En juin dernier, plus de 4 800 personnes ont assisté à la réunion annuelle des Associated Professional Sleep Societies à Chicago. Les scientifiques ont pris le temps de marquer l'anniversaire d'or de REM. Dans son discours, Dement a repris avec une solennité fictive le discours de Gettysburg: «Il y a deux ans et demi, Aserinsky et Kleitman ont fait émerger sur ce continent une nouvelle discipline conçue de nuit et dédiée à la proposition selon laquelle dormir équivaut à se réveiller.
Mais pour paraphraser le physicien Max Planck, la science fait avancer l'enterrement par l'enterrement. Kleitman est décédé en 1999 à l'âge de 104 ans et, bien qu'il fût le co-auteur de l'étude fondamentale du REM, il n'a jamais vraiment accepté que celui-ci soit autre chose qu'une phase de sommeil particulièrement superficiel. «Kleitman est mort en croyant qu'il n'y avait qu'un seul état de sommeil», m'a raconté Dement. Aserinsky avait ses propres angles morts; he never relinquished his doubts that sleeping infants exhibit REM.

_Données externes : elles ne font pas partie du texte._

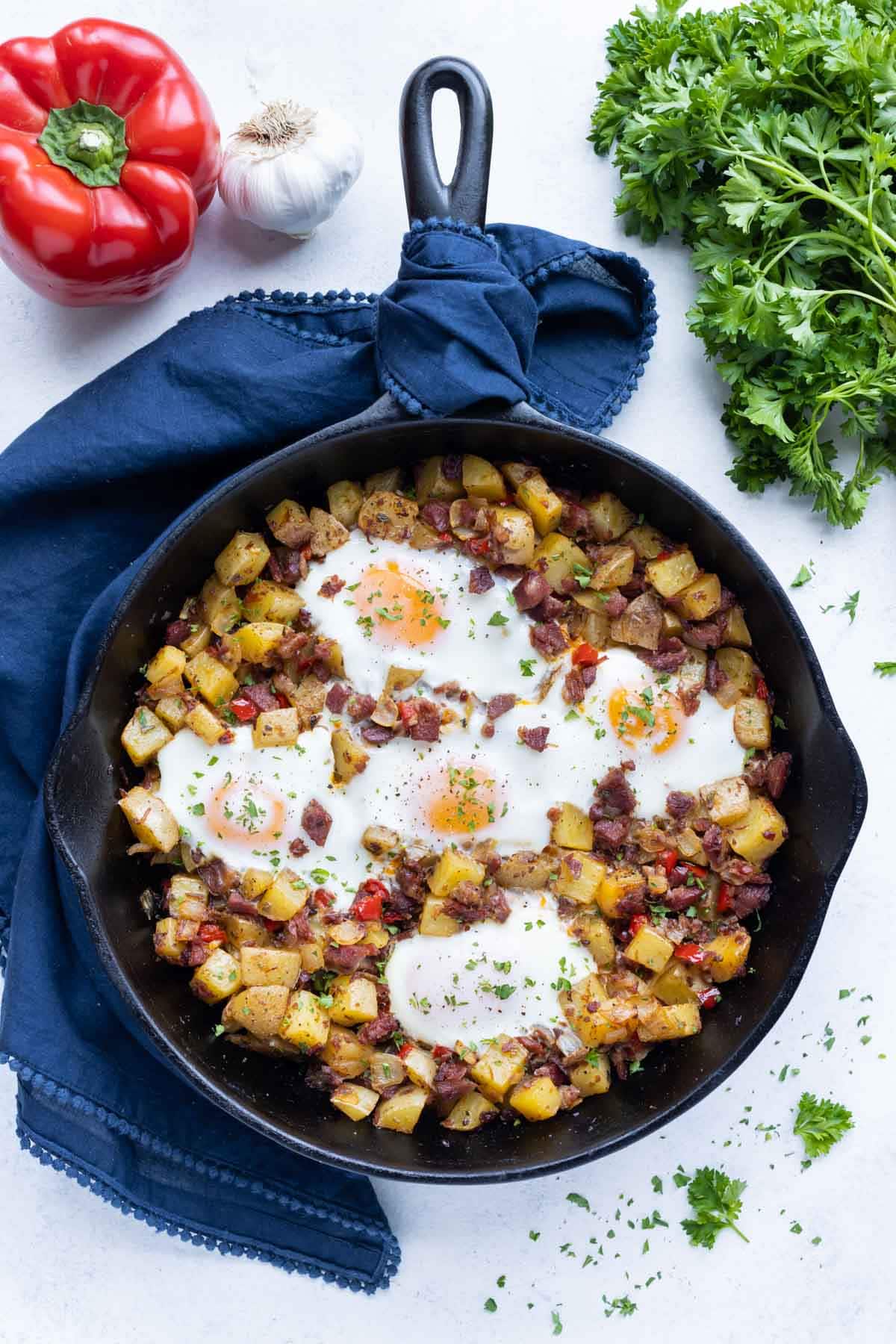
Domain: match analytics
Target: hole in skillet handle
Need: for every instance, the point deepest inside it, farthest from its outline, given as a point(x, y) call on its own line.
point(426, 195)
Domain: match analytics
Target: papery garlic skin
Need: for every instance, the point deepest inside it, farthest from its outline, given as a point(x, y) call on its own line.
point(289, 168)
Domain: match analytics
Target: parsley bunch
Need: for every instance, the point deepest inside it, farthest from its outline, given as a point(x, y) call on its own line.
point(766, 134)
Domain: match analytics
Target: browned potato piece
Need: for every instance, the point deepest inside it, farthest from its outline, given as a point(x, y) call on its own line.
point(640, 624)
point(527, 870)
point(151, 820)
point(700, 598)
point(469, 1112)
point(401, 1110)
point(482, 480)
point(536, 1098)
point(615, 567)
point(355, 1101)
point(242, 559)
point(388, 517)
point(673, 573)
point(727, 954)
point(741, 676)
point(344, 500)
point(608, 517)
point(144, 735)
point(433, 484)
point(753, 724)
point(759, 833)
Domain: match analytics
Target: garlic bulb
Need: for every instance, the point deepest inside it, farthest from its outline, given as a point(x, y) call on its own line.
point(289, 167)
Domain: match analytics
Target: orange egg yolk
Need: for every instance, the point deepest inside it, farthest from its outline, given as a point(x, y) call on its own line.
point(637, 724)
point(462, 801)
point(252, 815)
point(396, 608)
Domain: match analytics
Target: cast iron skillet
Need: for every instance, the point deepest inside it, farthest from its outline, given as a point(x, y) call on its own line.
point(824, 803)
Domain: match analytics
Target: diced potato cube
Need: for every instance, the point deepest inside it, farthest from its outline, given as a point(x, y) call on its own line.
point(290, 524)
point(727, 954)
point(729, 800)
point(573, 830)
point(579, 878)
point(276, 729)
point(700, 598)
point(420, 1066)
point(305, 1021)
point(166, 940)
point(402, 1109)
point(668, 1021)
point(649, 948)
point(218, 977)
point(535, 495)
point(205, 724)
point(609, 517)
point(214, 682)
point(435, 922)
point(761, 833)
point(242, 559)
point(258, 1009)
point(220, 606)
point(270, 967)
point(593, 1075)
point(144, 735)
point(673, 986)
point(741, 676)
point(346, 1054)
point(512, 537)
point(151, 820)
point(167, 662)
point(258, 638)
point(355, 1101)
point(595, 933)
point(354, 1001)
point(736, 629)
point(454, 867)
point(285, 897)
point(672, 574)
point(482, 480)
point(433, 484)
point(559, 559)
point(172, 712)
point(500, 1068)
point(269, 601)
point(615, 567)
point(328, 532)
point(753, 724)
point(349, 757)
point(536, 1098)
point(615, 889)
point(469, 1112)
point(647, 541)
point(388, 515)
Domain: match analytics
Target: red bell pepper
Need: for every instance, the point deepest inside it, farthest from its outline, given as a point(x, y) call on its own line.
point(109, 152)
point(368, 902)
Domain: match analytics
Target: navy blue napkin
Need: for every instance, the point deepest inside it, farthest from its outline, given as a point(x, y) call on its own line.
point(507, 315)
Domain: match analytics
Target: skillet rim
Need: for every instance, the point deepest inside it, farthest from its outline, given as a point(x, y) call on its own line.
point(370, 423)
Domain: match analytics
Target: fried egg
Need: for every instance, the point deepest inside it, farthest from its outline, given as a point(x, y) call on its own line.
point(414, 609)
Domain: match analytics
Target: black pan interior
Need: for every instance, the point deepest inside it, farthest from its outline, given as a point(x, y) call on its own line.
point(824, 806)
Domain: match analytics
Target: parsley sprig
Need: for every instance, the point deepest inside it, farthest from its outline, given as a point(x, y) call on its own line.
point(715, 1201)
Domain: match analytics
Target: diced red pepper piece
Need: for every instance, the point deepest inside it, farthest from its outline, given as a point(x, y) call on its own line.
point(368, 902)
point(724, 898)
point(243, 709)
point(691, 952)
point(588, 656)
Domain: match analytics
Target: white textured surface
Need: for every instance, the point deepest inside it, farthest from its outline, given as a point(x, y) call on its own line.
point(70, 1266)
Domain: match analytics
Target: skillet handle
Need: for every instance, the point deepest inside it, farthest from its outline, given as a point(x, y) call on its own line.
point(426, 195)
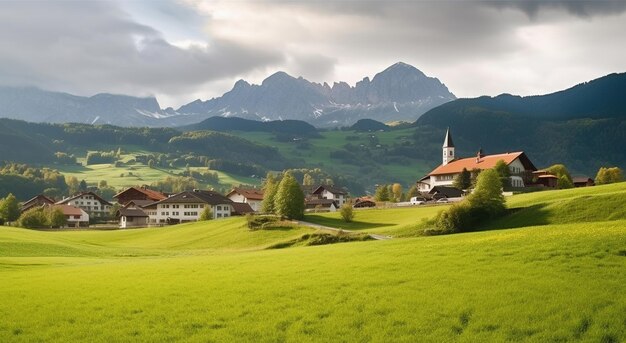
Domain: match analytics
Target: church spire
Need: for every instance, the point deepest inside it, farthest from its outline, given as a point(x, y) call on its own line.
point(447, 143)
point(448, 148)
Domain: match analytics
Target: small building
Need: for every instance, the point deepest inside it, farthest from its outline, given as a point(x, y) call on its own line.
point(90, 202)
point(583, 181)
point(364, 202)
point(36, 201)
point(132, 217)
point(321, 205)
point(519, 164)
point(138, 193)
point(75, 216)
point(450, 193)
point(241, 208)
point(331, 193)
point(188, 206)
point(251, 196)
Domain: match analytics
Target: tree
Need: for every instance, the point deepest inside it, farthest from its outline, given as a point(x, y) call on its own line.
point(563, 182)
point(9, 208)
point(487, 195)
point(559, 170)
point(289, 201)
point(609, 175)
point(269, 193)
point(504, 173)
point(207, 213)
point(307, 180)
point(33, 218)
point(381, 193)
point(412, 192)
point(463, 180)
point(397, 192)
point(347, 212)
point(55, 217)
point(72, 185)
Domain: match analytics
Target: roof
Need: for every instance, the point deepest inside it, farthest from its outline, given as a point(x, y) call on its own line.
point(80, 195)
point(321, 202)
point(69, 210)
point(241, 208)
point(131, 212)
point(248, 193)
point(331, 189)
point(151, 194)
point(195, 196)
point(448, 192)
point(447, 142)
point(485, 162)
point(140, 203)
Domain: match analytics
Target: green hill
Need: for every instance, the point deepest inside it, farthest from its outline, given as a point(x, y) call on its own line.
point(216, 281)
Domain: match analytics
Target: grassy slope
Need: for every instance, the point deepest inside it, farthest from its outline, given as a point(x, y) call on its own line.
point(318, 154)
point(199, 282)
point(550, 283)
point(93, 174)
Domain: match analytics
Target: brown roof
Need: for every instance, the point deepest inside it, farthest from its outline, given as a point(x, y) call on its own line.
point(241, 208)
point(70, 210)
point(81, 194)
point(154, 195)
point(485, 162)
point(248, 193)
point(131, 212)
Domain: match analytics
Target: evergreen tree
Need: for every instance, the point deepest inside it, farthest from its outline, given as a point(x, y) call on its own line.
point(269, 193)
point(463, 180)
point(412, 192)
point(289, 200)
point(381, 193)
point(55, 217)
point(487, 196)
point(9, 208)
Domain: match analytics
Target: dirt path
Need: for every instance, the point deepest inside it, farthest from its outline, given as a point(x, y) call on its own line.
point(322, 227)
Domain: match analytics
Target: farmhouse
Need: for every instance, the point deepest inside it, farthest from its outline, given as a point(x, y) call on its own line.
point(250, 196)
point(76, 217)
point(520, 166)
point(330, 193)
point(36, 201)
point(138, 193)
point(90, 202)
point(188, 206)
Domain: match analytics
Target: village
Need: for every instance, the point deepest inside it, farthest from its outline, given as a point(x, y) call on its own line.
point(140, 206)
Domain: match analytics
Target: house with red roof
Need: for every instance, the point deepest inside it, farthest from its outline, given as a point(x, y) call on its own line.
point(519, 164)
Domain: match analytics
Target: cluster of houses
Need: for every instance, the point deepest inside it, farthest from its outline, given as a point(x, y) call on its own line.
point(142, 206)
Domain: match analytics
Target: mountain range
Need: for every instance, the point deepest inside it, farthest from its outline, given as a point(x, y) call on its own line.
point(399, 93)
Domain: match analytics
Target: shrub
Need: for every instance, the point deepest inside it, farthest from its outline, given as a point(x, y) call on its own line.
point(347, 212)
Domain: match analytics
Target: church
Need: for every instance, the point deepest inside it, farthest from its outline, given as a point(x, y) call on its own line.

To honor the research done in Kleitman's lab five decades ago, the Sleep Research Society commissioned a 65-pound zinc plaque. It now hangs in the psychiatry department at the University of Chicago Medical Center, adjacent to Abbott Hall. To be sure, the inscription—“Commemorating the 50th Anniversary of the Discovery of REMSleep by Eugene Aserinsky, Ph.D., and Nathaniel Kleitman, Ph.D., at the University of Chicago”—doesn't speak to the poetry of a lyric moment in the history of science, a moment when, as Michel Jouvet once said, humanity came upon “a new continent in the brain.” But then, what do you expect from a plaque? If it's the poetry of REM you want, you need wait only until tonight.